Re: [PATCH v3 3/4] ci: Add a migration compatibility test job

2024-01-10 Thread Thomas Huth

On 09/01/2024 21.58, Fabiano Rosas wrote:

Cédric Le Goater  writes:


On 1/5/24 19:04, Fabiano Rosas wrote:

The migration tests have support for being passed two QEMU binaries to
test migration compatibility.

Add a CI job that builds the lastest release of QEMU and another job
that uses that version plus an already present build of the current
version and run the migration tests with the two, both as source and
destination. I.e.:

   old QEMU (n-1) -> current QEMU (development tree)
   current QEMU (development tree) -> old QEMU (n-1)

The purpose of this CI job is to ensure the code we're about to merge
will not cause a migration compatibility problem when migrating the
next release (which will contain that code) to/from the previous
release.

I'm leaving the jobs as manual for now because using an older QEMU in
tests could hit bugs that were already fixed in the current
development tree and we need to handle those case-by-case.

Note: for user forks, the version tags need to be pushed to gitlab
otherwise it won't be able to checkout a different version.

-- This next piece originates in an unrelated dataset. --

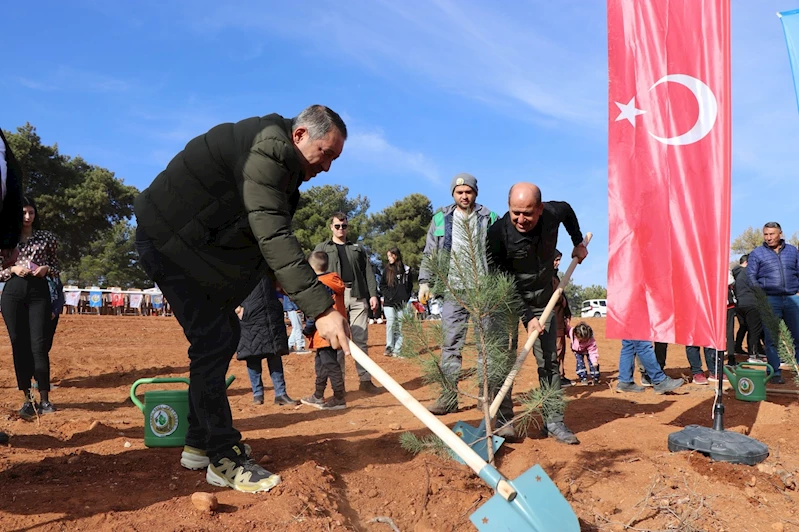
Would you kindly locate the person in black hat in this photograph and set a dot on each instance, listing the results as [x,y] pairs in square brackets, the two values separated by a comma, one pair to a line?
[442,237]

Signed-off-by: Fabiano Rosas 
---
   .gitlab-ci.d/buildtest.yml | 53 ++
   1 file changed, 53 insertions(+)

diff --git a/.gitlab-ci.d/buildtest.yml b/.gitlab-ci.d/buildtest.yml
index 91663946de..81163a3f6a 100644
--- a/.gitlab-ci.d/buildtest.yml
+++ b/.gitlab-ci.d/buildtest.yml
@@ -167,6 +167,59 @@ build-system-centos:
 x86_64-softmmu rx-softmmu sh4-softmmu nios2-softmmu
   MAKE_CHECK_ARGS: check-build
   
+build-previous-qemu:

+  extends: .native_build_job_template
+  artifacts:
+when: on_success
+expire_in: 2 days
+paths:
+  - build-previous
+exclude:
+  - build-previous/**/*.p
+  - build-previous/**/*.a.p
+  - build-previous/**/*.fa.p
+  - build-previous/**/*.c.o
+  - build-previous/**/*.c.o.d
+  - build-previous/**/*.fa
+  needs:
+job: amd64-opensuse-leap-container
+  variables:
+QEMU_JOB_OPTIONAL: 1
+IMAGE: opensuse-leap
+TARGETS: x86_64-softmmu aarch64-softmmu
+  before_script:
+- export QEMU_PREV_VERSION="$(sed 's/\([0-9.]*\)\.[0-9]*/v\1.0/' VERSION)"
+- git checkout $QEMU_PREV_VERSION
+  after_script:
+- mv build build-previous
+
+.migration-compat-common:
+  extends: .common_test_job_template
+  needs:
+- job: build-previous-qemu
+- job: build-system-opensuse
+  allow_failure: true
+  variables:
+QEMU_JOB_OPTIONAL: 1
+IMAGE: opensuse-leap
+MAKE_CHECK_ARGS: check-build
+  script:
+- cd build
+- QTEST_QEMU_BINARY_SRC=../build-previous/qemu-system-${TARGET}
+  QTEST_QEMU_BINARY=./qemu-system-${TARGET} 
./tests/qtest/migration-test
+- QTEST_QEMU_BINARY_DST=../build-previous/qemu-system-${TARGET}
+  QTEST_QEMU_BINARY=./qemu-system-${TARGET} 
./tests/qtest/migration-test
+
+migration-compat-aarch64:
+  extends: .migration-compat-common
+  variables:
+TARGET: aarch64
+
+migration-compat-x86_64:
+  extends: .migration-compat-common
+  variables:
+TARGET: x86_64



What about the others archs, s390x and ppc ? Do you lack the resources
or are there any problems to address ?


Currently s390x and ppc are only tested on KVM. Which means they are not
tested at all unless someone runs migration-test on a custom runner. The
same is true for this test.

The TCG tests have been disabled:
 /*
  * On ppc64, the test only works with kvm-hv, but not with kvm-pr and TCG
  * is touchy due to race conditions on dirty bits (especially on PPC for
  * some reason)
  */

 /*
  * Similar to ppc64, s390x seems to be touchy with TCG, so disable it
  * there until the problems are resolved
  */

It would be great if we could figure out what these issues are and fix
them so we can at least test with TCG like we do for aarch64.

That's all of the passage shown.